Every city has different needs, which is why regulation, even of a multinational company, must be implemented on a city level. First of all, it is clear that San Francisco’s hotel industry is not hurting as a result of short-term rentals. SF Travel reported an unprecedented 95% average hotel occupancy rate in August, over 30% higher than the national average of about 63%. However, the rise of short-term rentals has caused price instability in the renters market. With the 75-night cap on rentals, those who need the extra income can still host guests for money, when the practice of repurposing long-term rentals as short-term rentals might be no longer feasible. According to San Francisco Travel, 56 percent of Airbnb hosts in San Francisco said they use their Airbnb income to help pay their mortgage or rent”. The ability to generate extra income will greatly help people’s capability to stay in their homes. Neighborhoods are also positively impacted by the increased tourist traffic and spending. SFT also stated that “72 percent of Airbnb properties in San Francisco are located outside the central hotel district,” meaning that most hosting platform users are not interested in staying downtown, and in effect, and are not taking business from the hotel sector.
Incumbent interests have depicted Airbnb and its contemporaries as “‘evading’ established systems of regulation.” However, as Roberta Kaplan of Columbia Law School states, “this is true only in the sense that the automobile ‘evaded’ the horse tax and saddle regulations.” By setting a cap on the day’s rented we are institutionalizing the idea that the people doing shared economy activities (renting or borrowing goods) are not professional cab drivers or hoteliers. If people’s homes are not primarily short-term rentals I stand to reason that we should regulate shared economy businesses differently.

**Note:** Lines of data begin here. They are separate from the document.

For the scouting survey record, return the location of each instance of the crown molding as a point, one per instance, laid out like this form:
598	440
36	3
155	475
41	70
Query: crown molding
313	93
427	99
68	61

We are constantly making tradeoffs between the encumbrance of regulation, and the social improvement or support it affords. In a perfect world, a city health inspector would test the food on your plate at every restaurant every time you dine out. Obviously this cannot be done. We strike a balance by inspecting randomly and in the most prominent areas. We do enough to allow the flow of goods and services to continue. This balance means something different for a restaurant, for a Airbnb host, and for a service that one buys from a professional, and one you get from a nonprofessional, or peer. San Francisco has taken a meaningful step in creating a more equitable business framework. They know short-term rentals will continue even if we ban them.